普段私がしているグローブは、茶色いバックスキンのシンプルなデザインなのですが、麻子ちゃんが私にプレゼントしてくれたのは黒い革製で、拳の所と、指の関節の部分にカーボン製のプロテクターが付いる、かなり本格的なグローブでした。
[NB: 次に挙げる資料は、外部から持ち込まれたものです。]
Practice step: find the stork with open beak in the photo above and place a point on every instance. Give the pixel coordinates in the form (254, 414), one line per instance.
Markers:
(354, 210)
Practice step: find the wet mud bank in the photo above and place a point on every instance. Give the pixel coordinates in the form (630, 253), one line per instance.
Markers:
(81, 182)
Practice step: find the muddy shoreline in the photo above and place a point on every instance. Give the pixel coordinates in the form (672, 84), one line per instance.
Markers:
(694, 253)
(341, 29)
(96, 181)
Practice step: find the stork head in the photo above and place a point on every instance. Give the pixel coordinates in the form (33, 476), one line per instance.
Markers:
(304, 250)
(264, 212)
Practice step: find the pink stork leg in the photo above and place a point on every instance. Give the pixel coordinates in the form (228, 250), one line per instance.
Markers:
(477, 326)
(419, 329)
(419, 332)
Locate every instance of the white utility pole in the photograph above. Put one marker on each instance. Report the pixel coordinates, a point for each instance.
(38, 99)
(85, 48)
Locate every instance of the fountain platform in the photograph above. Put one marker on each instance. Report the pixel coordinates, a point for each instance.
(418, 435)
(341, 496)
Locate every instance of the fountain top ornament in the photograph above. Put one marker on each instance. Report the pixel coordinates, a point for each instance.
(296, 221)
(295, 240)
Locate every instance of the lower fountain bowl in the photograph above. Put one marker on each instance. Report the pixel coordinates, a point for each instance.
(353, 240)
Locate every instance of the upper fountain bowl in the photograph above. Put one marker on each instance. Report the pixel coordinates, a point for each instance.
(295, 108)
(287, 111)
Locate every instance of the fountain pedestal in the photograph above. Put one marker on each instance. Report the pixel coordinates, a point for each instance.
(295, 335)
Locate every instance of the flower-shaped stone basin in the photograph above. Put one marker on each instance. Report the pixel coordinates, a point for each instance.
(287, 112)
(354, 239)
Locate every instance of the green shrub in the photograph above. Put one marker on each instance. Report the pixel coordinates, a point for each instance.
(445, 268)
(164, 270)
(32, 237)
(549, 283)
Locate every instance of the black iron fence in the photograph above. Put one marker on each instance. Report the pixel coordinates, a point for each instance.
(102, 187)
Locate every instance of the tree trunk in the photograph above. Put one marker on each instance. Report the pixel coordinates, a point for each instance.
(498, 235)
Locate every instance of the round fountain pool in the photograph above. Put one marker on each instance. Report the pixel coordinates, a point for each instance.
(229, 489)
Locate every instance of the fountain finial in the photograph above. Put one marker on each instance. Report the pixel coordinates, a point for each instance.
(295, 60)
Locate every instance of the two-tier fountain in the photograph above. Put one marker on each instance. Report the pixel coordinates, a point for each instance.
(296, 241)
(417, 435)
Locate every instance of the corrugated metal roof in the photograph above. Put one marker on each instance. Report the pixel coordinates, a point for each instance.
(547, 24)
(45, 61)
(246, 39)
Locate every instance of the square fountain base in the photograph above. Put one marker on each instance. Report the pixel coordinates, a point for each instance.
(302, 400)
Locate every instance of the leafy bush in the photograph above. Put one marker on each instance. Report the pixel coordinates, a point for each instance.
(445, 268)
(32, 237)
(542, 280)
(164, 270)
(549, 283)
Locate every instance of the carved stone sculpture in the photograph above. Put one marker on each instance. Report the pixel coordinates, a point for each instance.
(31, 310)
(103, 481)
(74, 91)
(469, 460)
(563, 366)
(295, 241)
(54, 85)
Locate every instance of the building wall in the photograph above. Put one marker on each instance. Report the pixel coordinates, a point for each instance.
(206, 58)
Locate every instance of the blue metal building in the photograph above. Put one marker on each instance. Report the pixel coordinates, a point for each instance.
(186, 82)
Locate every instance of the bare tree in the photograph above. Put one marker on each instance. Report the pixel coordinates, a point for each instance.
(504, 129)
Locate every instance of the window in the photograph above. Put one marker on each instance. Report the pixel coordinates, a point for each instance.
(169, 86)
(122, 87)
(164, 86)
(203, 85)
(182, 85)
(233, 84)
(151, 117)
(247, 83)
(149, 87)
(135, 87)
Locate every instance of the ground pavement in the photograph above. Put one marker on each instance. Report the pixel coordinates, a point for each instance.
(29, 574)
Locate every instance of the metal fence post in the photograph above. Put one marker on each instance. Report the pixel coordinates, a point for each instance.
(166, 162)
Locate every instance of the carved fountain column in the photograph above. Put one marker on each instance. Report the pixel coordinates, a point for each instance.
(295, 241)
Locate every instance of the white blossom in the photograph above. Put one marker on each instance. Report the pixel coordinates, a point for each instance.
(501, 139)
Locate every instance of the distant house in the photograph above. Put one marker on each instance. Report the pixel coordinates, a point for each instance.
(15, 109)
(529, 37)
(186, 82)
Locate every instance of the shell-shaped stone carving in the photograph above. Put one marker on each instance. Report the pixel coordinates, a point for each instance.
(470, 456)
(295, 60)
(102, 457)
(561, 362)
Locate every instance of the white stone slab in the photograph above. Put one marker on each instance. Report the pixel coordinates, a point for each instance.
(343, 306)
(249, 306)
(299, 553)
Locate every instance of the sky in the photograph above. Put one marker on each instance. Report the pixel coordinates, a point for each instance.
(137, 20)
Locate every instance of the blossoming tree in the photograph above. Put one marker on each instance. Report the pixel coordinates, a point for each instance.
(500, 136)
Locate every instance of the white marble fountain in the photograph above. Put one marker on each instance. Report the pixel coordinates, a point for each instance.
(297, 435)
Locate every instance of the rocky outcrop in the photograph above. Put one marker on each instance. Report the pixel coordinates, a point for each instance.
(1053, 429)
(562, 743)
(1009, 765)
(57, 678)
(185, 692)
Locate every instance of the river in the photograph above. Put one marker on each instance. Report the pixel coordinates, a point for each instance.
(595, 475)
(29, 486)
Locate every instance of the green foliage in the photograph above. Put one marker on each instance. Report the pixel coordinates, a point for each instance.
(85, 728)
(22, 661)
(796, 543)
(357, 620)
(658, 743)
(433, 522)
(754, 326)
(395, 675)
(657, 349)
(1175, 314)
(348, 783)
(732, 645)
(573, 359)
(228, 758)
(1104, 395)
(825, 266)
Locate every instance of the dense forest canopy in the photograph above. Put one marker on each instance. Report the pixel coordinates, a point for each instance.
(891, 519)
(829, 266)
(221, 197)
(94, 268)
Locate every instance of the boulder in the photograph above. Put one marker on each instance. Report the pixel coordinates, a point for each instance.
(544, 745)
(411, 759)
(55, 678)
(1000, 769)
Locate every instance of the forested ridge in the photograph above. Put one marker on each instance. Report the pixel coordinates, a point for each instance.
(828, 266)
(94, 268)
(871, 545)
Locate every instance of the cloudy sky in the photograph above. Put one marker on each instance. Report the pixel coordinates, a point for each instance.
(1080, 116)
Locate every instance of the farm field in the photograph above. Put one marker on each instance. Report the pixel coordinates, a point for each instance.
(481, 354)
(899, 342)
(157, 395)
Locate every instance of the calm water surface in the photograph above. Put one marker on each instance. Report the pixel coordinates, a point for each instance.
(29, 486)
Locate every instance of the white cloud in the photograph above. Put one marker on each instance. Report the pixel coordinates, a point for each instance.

手の平の部分を見ても、何箇所かカーボンのプロテクターがついています。
一見無骨なグローブですが、黒の単色ではなくて、所々にワンポイントの赤い皮が使われていて、ちょっとお洒落な感じもします。
「あ、ありがとう。」
私はグローブを見つめていた目を上げて、麻子ちゃんに微笑みました。
だけど、さっきまでそこに居たはずの麻子ちゃんの姿がありません。
「あれ?
麻子ちゃん?」
私がそう口にするのが先か、音が先か。
とにかく、物凄く大きな音が、厨房に響き渡りました。
厨房の床も揺れます。
私が慌てて駆け寄ると、ぐるぐると目を回した麻子ちゃんが、床に倒れています。
こうして私の28回目の誕生日は幕を下し、それと同時に、この春先からずっと気になっていたストーカーの正体も「麻子ちゃんの愛の告白」という形で判明したのでした。
だけど、新しい心配も生まれました。
ぐるぐると、まるで蚊取り線香のような目をして倒れる麻子ちゃんの、はだけた着物の隙間から見える白い肌には、やっぱり痣や、痛々しい傷が見えたのです。